About a week later, my best friend emailed me with a request that was further into my area of expertise. She's also getting married next month, in New Orleans, and she wanted to assign me the task of compiling a playlist of love songs for the wedding reception. Neither she nor the groom are really love-song types. The only one that kept popping into her head was "The First Time Ever I Saw Your Face." I figured that since I am only going to be there in spirit (it's a long way from BKK to NOLA), it was the very least I could do.
In the end, she did me the favor. In researching love songs on my iPod, I stumbled upon a singer whom I'd been neglecting in recent times: Al Green. He's been my favorite male vocalist for going on 20 years now, but lately I've been so preoccupied with girls girls girls (musically, nothing else) that I've been sort of taking him for granted. There'll always be time to get back to him. Well, now is that time.

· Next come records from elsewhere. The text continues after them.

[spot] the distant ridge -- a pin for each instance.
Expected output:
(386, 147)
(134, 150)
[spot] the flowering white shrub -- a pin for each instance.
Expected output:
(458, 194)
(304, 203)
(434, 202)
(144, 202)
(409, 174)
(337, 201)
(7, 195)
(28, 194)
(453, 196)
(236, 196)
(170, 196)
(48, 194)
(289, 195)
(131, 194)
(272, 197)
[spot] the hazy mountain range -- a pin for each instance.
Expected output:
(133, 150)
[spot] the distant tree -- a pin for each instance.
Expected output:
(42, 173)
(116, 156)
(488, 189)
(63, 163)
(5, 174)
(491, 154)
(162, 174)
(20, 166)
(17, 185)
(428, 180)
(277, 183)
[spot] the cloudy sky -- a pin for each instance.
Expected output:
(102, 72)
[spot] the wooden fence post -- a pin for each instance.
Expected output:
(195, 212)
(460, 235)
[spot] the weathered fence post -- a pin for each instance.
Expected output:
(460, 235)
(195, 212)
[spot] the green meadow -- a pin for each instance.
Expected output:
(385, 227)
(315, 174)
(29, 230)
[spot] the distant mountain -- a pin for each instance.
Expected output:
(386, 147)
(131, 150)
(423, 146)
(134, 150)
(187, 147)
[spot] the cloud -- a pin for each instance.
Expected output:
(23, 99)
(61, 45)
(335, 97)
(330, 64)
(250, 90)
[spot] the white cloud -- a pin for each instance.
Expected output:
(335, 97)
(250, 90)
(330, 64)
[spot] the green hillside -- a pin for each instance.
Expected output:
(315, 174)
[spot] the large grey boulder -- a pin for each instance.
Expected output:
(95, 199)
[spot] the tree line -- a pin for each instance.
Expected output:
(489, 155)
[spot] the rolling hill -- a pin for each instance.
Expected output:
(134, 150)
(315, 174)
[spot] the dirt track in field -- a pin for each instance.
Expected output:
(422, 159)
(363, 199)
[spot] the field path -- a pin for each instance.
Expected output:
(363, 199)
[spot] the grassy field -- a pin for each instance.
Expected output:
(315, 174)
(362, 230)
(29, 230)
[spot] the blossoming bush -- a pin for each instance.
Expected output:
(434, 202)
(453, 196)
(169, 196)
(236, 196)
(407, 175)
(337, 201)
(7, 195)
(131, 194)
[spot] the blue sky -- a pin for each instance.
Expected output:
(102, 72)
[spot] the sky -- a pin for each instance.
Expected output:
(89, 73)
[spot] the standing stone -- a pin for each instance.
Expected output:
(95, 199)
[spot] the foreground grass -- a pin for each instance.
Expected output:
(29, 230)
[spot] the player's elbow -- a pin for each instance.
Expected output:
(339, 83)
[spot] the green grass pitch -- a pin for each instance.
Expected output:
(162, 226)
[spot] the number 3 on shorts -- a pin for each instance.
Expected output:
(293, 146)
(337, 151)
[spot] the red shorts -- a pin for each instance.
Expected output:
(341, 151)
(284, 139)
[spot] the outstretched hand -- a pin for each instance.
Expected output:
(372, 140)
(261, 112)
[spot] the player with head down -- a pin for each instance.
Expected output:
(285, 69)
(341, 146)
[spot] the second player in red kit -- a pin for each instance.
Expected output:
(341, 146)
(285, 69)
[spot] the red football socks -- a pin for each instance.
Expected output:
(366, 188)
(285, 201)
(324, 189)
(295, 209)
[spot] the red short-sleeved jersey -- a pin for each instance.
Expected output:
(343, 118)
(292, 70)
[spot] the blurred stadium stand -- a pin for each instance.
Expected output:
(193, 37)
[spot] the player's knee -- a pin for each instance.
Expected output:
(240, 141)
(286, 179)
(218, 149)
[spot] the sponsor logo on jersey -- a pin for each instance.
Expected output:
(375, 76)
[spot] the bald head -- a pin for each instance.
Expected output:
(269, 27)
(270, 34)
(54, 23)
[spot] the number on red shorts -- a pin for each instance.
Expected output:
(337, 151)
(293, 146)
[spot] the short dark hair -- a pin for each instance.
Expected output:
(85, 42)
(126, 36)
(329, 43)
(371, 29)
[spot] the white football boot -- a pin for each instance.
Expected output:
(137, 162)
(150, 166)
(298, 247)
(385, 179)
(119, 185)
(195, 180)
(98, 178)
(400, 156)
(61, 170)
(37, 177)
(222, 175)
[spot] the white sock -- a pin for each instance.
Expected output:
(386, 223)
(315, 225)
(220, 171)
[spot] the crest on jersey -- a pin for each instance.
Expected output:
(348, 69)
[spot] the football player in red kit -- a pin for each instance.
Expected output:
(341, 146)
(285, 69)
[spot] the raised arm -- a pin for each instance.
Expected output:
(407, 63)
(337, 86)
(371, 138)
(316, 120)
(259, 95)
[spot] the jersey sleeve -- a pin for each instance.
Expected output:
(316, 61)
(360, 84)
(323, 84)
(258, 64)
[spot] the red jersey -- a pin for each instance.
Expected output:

I once had the pleasure of meeting Mr. Green, in 1995, the year he was inducted into the Rock and Roll Hall of Fame, and around the release of his comeback secular album Your Heart's in Good Hands. He was appearing on Rosie O'Donnell's daytime talk show, and Christine Wolff, his MCA Records publicist at the time and one of my favorite people in the business, invited me backstage to meet him. Coming face-to-face with an icon is always risky business. There's so much for them to live up to, and many an icon has failed to meet those heightened expectations. Not Green. He was like your jolly favorite uncle who also happens to be the most incredible singer in the world.
Among the all-time great soul men, you have your crooners (Sam Cooke, Marvin Gaye), your seducers (Barry White, Teddy Pendergrass), and your powerhouse vocalists (Otis Redding, Bobby Womack, Jeffrey Osborne), but Al Green is the only one who blended all three into one beautiful package.
Luther Vandross came close, but he was always best interpreting other people's songs. His own material was hit and miss. Green was also an ace interpreter -- his versions of Bee Gees' "How Can You Mend a Broken Heart," Hank Williams's "I'm So Lonesome I Could Cry" and Willie Nelson's "Funny How Time Slips Away" trump any other -- but his original self-penned material during his imperial years (1971 -1974) is what holds up best today.
No one, not Aretha Franklin, not Stevie Wonder, not Marvin Gaye, was creating better straight-up soul music at the time. Like two of those '70s contemporaries, Motown staples Wonder and Gaye, who had reinvented themselves as musical activists early in the decade, Green switched gears mid-'70s and transitioned into gospel, only to slowly return to the pop and R&B fold at the end of the '80s. I wonder where his music would have gone had he stayed on the straight and narrow soul path. Would the quality of his material have slipped, leaving only his voice to be desired?
Of course, it was never just about his voice. There was also Willie Mitchell's exacting and inventive production. Green's love songs sound unlike anything else that was being done at the time, thanks to Mitchell's flourishes, such as the fierce insistent beat that often underscored the romantic yearning of Green's lyrics. And Green didn't have to sing a note, or sing any of them well (which he always did, and does), to send his female fans into fits of frenzy -- he was hot! But thank God for that voice!
The Best of Al Green, The Best of Love Songs
"I'm Still in Love with You" The best love song ever, Green's greatest hit, and his second-biggest one, too (No. 3 pop, 1972), after 1971's "Let's Stay Together," his sole No. 1 on the Hot 100. The production, the instrumentation and Green's moan from 1:30 to 1:45 still give me goose bumps every time I listen to it.
"Love and Happiness" I love this live performance because it shows Green trading his trademark tenor for a gritty baritone growl closer to the soul realm of Otis Redding. And he pulls it off just as well.
"Simply Beautiful" What I wouldn't give to wake up some velvet morning to the sound of the one I love singing "Your Love Is Like the Morning Sun" (from 1973's Call Me) in my ear. But if he were playing this one right off of 1972's I'm Still in Love with You album, it would be just as sweet.
"You Ought to Be with Me" Not one of his best-known songs but one of his biggest, matching the No. 3 peak of "I'm Still in Love with You" later in 1972.
"Livin' for You" The epitome of quiet-storm soul, Green's 1973 Top 20 single proves that the most soulful sentiment can sometimes arrive packaged in a seductive whisper.
"Love Is a Beautiful Thing" More than two decades on, and he hadn't lost a thing.